CAS has a massive advantage in spotting and identifying threats. Not only do they get very high magnification optics, something which makes scanning for targets pretty easy (Doubly so for those that get thermals), but they also have third person view, giving them perfect spatial awareness of any incoming missiles due to the huge smoke trails. Said smoke trails can then be tracked back to the SPAA that launched it long before said missile ever gets close enough to threaten the plane, after which they can pretty trivially evade the missile and launch an attack against the offending SPAA.

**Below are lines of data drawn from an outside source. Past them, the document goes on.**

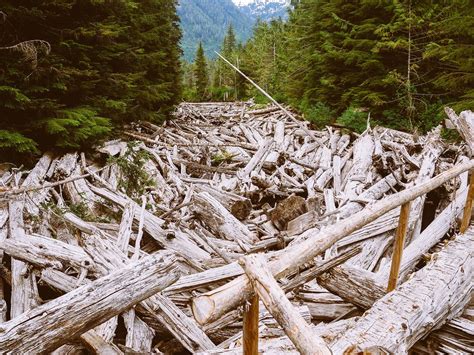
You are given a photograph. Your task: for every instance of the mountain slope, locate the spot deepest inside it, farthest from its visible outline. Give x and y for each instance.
(207, 21)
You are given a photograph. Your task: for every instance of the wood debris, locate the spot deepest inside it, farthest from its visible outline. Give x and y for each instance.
(161, 241)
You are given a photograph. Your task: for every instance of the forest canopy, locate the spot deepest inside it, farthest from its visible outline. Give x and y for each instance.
(99, 64)
(73, 70)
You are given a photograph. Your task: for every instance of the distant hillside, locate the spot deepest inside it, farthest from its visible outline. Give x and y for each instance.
(264, 9)
(207, 21)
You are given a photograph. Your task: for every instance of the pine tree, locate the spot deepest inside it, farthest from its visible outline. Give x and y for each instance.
(200, 73)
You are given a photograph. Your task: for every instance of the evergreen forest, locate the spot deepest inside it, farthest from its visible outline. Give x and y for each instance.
(72, 71)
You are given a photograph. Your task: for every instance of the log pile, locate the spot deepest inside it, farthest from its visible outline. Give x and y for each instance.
(165, 240)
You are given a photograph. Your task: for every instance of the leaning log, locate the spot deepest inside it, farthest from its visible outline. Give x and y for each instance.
(435, 294)
(56, 322)
(210, 306)
(281, 308)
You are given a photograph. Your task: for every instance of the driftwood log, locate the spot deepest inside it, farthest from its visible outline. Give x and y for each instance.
(221, 182)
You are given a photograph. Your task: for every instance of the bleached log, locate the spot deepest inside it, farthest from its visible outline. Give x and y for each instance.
(363, 288)
(47, 252)
(464, 124)
(255, 164)
(35, 178)
(153, 226)
(280, 307)
(312, 219)
(211, 306)
(97, 344)
(432, 234)
(109, 257)
(125, 230)
(436, 293)
(139, 334)
(221, 221)
(432, 150)
(205, 278)
(51, 325)
(287, 210)
(362, 161)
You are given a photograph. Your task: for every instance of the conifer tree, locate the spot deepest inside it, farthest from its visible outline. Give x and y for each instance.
(200, 73)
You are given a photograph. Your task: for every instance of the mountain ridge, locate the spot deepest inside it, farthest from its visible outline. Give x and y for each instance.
(208, 20)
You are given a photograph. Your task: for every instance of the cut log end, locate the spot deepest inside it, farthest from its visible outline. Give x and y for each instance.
(241, 209)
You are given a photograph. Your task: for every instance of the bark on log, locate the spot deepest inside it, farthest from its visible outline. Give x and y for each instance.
(54, 323)
(108, 257)
(211, 306)
(221, 221)
(464, 124)
(436, 293)
(47, 252)
(280, 307)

Meanwhile, SPAAs get RADAR. Actually, some get RADAR. Some get a combo of search RADAR and IRST, meaning that while they get tracking indicators they cannot quickly or easily lock on to them. Some don’t even get a search RADAR, making them reliant on the good old Mk 1 eyeball to locate the tiny dots of aircraft at standoff range (Even worse if it’s a drone, which is practically invisible without thermals). And, as already mentioned, you cannot rely on RADAR, as doing so reveals your position to the enemy. Plus the search limits, meaning a plane that climbs high enough won’t appear on any scope except the Pantsir.
You ever wonder why you hear SPAAs doing aircraft pings at high tier? It’s because getting bearing and altitude information is actually more info than you get from the RADAR scopes of all SPAAs, and it’s all that SPAAs like the Type 81 and Strela get.
This is on top of the issue that planes have near infinitely more space to hide in than SPAAs do. As already mentioned above, maps are tiny for the purposes of top tier, and even smaller when it comes to places you can hide defenseless buses like most top tier SAMs. Meanwhile planes can come from practically any angle and altitude they wish for, meaning that while SPAAs have to watch the entire sky in case someone’s trying to flank them, CAS merely has to scan small sections of a tiny map from safety.
Finally, the real nail in the coffin that I’ve not seen mentioned here, that idealized scenario you have in the OP relies on the SPAA player having time after spawning to move into cover, something that’s in no way guaranteed unless you first spawn SPAA. Often times, by the time you’re spawning SPAA there are already CAS aircraft in range to engage you the second you spawn in, and the best way to help them do that is to slowly trundle your way to cover before engaging them. Even if you make it, they now have you pinned in cover and can make a pop up/vertical attack while you hope they get sloppy enough to forget you exist and eat a missile.
It also doesn’t account for multiple aircraft. Admittedly, this is already a lopsided fight, but it’s not an uncommon one, and unlike at low tiers it’s a lot harder to quickly switch targets as they make attack runs on you. The entire time you’re guiding a missile in at one plane, every other plane knows exactly where you are, and you can’t move without throwing off the guidance.